If your toddler is a fussy pants then trying to hide vegetables in everything becomes a art form. Suddenly you become a wizard, creating concoctions to hide the veg behind an invisibility cloak of pasta, granola and much more. I’m having to hide veggies in everything in everything as Dylan just will not try them naked!
Hopefully this batch cook recipe will help a little and give you a a bit more time in the long run to be with your little ones rather than thinking up what on earth to serve up for dinner! This recipe can be portioned up and stored in the freezer for a quick grab when your having one of those busy days too. Enjoy xx
Makes: 20 Toddler Potions Prep: 30 mins Total Time: 1 hour
- 4/5x Frozen mini chicken fillets
- 1x Large handful frozen butternut squash chunks
- 200g Frozen peas
- 400g Macaroni pasta
- 3x Spring onions
- 2x Large handfuls of spinach
- 1x Garlic clove
- 300g Grated cheese (I used pre grated to save time)
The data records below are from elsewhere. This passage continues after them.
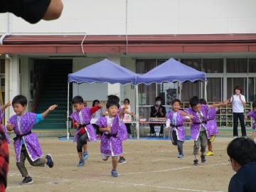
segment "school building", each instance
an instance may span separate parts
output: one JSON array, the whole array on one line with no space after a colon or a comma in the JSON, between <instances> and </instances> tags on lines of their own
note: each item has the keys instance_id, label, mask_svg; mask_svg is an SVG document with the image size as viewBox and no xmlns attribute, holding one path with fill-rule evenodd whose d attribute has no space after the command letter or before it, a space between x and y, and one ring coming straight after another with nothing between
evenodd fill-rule
<instances>
[{"instance_id":1,"label":"school building","mask_svg":"<svg viewBox=\"0 0 256 192\"><path fill-rule=\"evenodd\" d=\"M143 74L174 58L206 73L207 99L219 102L240 85L247 101L256 97L256 1L253 0L64 0L56 21L31 25L11 14L0 14L0 82L4 102L23 94L28 108L41 112L58 104L38 128L65 129L68 74L104 58ZM97 75L97 74L95 74ZM90 106L108 94L129 98L132 85L73 84ZM140 85L142 116L160 95L203 97L203 82ZM13 114L6 112L6 120Z\"/></svg>"}]
</instances>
- 1 x Low salt chicken stock cube
- 2x Tablespoons olive oil
- 2x Tablespoons butter
- 2x Tablespoons plain flour
- 250ml Oat milk or 400ml cows milk
- Preheat oven to 180 degrees fan, put your frozen chicken and frozen butternut squash on a backing tray and pop in the oven for 25 mins or until the chicken juices run clear.
- Meanwhile, to a pan of boiling water add a low salt chicken stock cube and your macaroni pasta. turn down to a medium heat and leave to simmer until pasta is tender. Stir occasionally to stop the pasta from sticking to the pan.
- In another pan melt two tablespoons of butter on a medium to low heat, one the butter starts to foam add two tablespoons of plain flour and mix until it has combined into a ball, keep stirring it so the flour cooks off a little then slowly add your milk little by little mixing thoroughly each time, this will help you to get a smooth sauce. I used Oat milk for this as Dylan still can’t handle the lactose in the milk but you can use your usual milk here. Oat milk will make the mixture a little thinner I’ve found but the cheese will help to thicken it up.
- Once all the milk has been added gently simmer for 2 mins then add 300g grated cheese, stirring through until it has completely melted and the sauce is a smooth silky texture. Once ready take the white sauce off the heat and place to one side.
- Take the pasta off the heat when it has become tender and drain some of the starchy water into a smaller pan. Drain the rest of the pasta and give it a quick rinse to remove any left over starch. Place in a bowl and add two tablespoons of olive oil to loosen the pasta and stop it from sticking as it cools.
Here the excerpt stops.